Intel is unsurprisingly disputing the story from The Register. Could be a vulnerability that affects most any processor that handles virtual memory in a certain way based on a novel method of exploitation. If so, it's not clear that the issue is limited to Intel processors, or should even be considered a "bug". About the only thing we can be sure about is that there's definitely been a lot of finger pointing back and forth in closed door meetings between Intel, Microsoft, the Linux community, and the big server guys (Google, Amazon, etc.).

Ars Technica has a pretty detailed but still (*cough*) speculative write-up on the issue. If they’re correct, AMD is unaffected and the bug is specific to Intel processors from the Pentium Pro through current.

But there’s a leap of faith in the article. I'm not sure how they get from a side-channel timing attack—which is bad enough—to reading arbitrary Ring 0 memory.

 

[cgori]

As someone who worked with world-class side channel attack experts for a long time, I am no longer surprised at the relative power they can have. It's always a matter of when not if - when a researcher has a clever thought or figures out how to apply a technique across domains is usually when things tip over.

The performance penalties being thrown around are in the range of what side channel countermeasures often require.

 

[cgori]

More info available now, there are two different issues: https://arstechnica.com/gadgets/2018/01/meltdown-and-spectre-every-modern-processor-has-unfixable-security-flaws/

The guy they list as one of the independent discoverers of Spectre was my old boss - I had no idea this was something he was looking into but it does not surprise me at all.
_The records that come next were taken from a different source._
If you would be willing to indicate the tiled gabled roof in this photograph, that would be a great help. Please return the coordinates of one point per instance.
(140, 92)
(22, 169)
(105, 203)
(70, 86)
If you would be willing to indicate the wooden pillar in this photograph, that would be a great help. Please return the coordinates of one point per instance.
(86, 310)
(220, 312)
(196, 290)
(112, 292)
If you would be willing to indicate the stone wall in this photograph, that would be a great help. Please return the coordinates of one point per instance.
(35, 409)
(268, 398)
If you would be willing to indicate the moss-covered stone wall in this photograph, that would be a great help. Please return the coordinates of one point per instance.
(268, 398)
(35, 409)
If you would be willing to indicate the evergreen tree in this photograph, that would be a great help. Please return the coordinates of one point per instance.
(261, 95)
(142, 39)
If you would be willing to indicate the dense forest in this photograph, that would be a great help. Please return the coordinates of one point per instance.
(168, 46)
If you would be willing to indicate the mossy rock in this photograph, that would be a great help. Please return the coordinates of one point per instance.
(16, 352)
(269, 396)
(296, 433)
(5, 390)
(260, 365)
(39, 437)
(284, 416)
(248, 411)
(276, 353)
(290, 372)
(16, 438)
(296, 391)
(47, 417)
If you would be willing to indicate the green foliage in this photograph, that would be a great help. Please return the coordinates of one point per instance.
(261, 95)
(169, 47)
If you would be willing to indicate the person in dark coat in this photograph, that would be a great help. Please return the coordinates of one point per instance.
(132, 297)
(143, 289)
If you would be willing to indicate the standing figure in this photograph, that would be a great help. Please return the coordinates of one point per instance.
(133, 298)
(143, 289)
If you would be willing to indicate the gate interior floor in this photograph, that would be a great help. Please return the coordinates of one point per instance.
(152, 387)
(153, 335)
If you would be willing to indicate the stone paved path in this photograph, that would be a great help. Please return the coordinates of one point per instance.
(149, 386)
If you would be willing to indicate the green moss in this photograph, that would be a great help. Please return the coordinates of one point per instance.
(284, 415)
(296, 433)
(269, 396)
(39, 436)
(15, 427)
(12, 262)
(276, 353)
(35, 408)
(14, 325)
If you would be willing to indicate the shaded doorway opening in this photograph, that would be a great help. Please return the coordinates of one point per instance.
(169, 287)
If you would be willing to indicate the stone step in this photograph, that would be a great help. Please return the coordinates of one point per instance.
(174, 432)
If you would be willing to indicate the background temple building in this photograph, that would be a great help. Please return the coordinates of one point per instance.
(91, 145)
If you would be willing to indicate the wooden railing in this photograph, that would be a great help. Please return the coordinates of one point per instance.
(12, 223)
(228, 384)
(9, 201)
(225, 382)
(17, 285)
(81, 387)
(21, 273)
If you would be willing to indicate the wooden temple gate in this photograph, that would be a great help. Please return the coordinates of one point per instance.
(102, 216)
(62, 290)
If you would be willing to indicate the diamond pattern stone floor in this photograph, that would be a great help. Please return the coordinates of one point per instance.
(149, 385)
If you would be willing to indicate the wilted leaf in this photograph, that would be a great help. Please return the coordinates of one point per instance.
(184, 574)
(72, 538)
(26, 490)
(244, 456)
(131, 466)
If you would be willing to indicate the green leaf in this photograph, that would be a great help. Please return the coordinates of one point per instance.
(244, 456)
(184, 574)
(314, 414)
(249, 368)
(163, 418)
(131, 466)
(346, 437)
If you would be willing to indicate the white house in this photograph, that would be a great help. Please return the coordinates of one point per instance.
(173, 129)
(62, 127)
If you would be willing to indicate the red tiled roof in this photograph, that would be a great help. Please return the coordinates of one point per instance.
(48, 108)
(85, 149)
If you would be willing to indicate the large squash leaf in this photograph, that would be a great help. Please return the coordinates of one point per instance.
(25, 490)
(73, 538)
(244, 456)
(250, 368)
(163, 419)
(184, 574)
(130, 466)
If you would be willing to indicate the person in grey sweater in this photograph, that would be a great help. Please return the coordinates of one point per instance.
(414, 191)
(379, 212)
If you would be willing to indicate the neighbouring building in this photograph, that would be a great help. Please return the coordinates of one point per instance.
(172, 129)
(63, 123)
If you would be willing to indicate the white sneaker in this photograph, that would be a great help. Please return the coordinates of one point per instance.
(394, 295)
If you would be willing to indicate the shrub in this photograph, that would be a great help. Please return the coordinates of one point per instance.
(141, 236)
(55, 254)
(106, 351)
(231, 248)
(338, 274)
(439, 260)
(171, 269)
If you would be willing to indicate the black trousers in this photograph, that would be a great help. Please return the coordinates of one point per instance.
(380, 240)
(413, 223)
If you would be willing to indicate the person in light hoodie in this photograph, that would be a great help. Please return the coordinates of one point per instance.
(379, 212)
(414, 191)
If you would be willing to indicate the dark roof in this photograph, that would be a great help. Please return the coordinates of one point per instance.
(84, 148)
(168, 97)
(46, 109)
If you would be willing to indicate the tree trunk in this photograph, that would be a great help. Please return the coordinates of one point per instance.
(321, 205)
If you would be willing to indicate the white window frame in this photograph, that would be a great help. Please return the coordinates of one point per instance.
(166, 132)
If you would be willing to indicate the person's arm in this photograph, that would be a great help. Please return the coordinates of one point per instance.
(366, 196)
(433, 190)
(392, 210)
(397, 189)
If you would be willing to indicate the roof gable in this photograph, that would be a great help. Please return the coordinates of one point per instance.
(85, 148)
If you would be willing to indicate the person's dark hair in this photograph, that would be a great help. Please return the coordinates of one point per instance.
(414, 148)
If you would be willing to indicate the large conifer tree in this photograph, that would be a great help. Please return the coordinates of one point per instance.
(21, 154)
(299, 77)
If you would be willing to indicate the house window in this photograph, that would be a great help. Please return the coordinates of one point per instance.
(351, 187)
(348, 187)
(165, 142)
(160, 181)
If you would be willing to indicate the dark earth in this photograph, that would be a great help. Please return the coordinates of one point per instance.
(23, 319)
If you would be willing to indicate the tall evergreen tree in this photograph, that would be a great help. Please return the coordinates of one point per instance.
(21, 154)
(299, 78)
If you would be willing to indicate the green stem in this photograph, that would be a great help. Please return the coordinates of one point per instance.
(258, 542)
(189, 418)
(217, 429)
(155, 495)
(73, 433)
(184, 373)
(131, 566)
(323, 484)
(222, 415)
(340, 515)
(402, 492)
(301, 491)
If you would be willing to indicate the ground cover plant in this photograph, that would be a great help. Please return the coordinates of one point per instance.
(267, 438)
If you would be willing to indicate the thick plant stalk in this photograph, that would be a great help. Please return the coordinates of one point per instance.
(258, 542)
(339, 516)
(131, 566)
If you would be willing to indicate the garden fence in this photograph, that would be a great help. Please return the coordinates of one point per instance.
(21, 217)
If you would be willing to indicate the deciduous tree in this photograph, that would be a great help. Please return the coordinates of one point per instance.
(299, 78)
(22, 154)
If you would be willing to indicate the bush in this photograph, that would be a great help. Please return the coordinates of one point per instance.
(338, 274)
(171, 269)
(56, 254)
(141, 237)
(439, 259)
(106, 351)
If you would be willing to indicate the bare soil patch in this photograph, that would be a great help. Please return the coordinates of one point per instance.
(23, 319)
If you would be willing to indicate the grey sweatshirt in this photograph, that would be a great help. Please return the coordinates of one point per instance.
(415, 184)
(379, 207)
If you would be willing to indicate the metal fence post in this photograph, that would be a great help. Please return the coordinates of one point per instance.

Edit- paper for Meltdown: https://meltdownattack.com/meltdown.pdf - perhaps my boss was on this one instead, I haven't dug out the Spectre paper yet to see if he's on both.

Edit2 - Spectre paper: https://spectreattack.com/spectre.pdf

Some weird stuff in the media this morning that maybe the authors broke the embargo a week early. Not sure what to make of that but seems like keeping a lid on this at this point is pretty futile.

 

[lexrageorge]

Interesting. Still amazing that one can infer a randomized kernel memory address by just looking at the execution timing of certain accesses. Can't really fault Intel here; speculative execution has been a mainstay for decades, and I'm sure these type of security issues were completely unknown (or even unknowable) when Intel began releasing processors with their aggressive speculation. The main worry at the time with Intel's approach would have been power and cache pollution, not security.

The excellent article from arstechnica does mention that these attacks are mainly concerns for servers:

For typical desktop users, the risk is arguably less significant. While both Meltdown and Spectre can have value in expanding the scope of an existing flaw, neither one is sufficient on its own to, for example, break out of a Web browser.

So Overwatch for PC will still run fine on Intel-based PC's.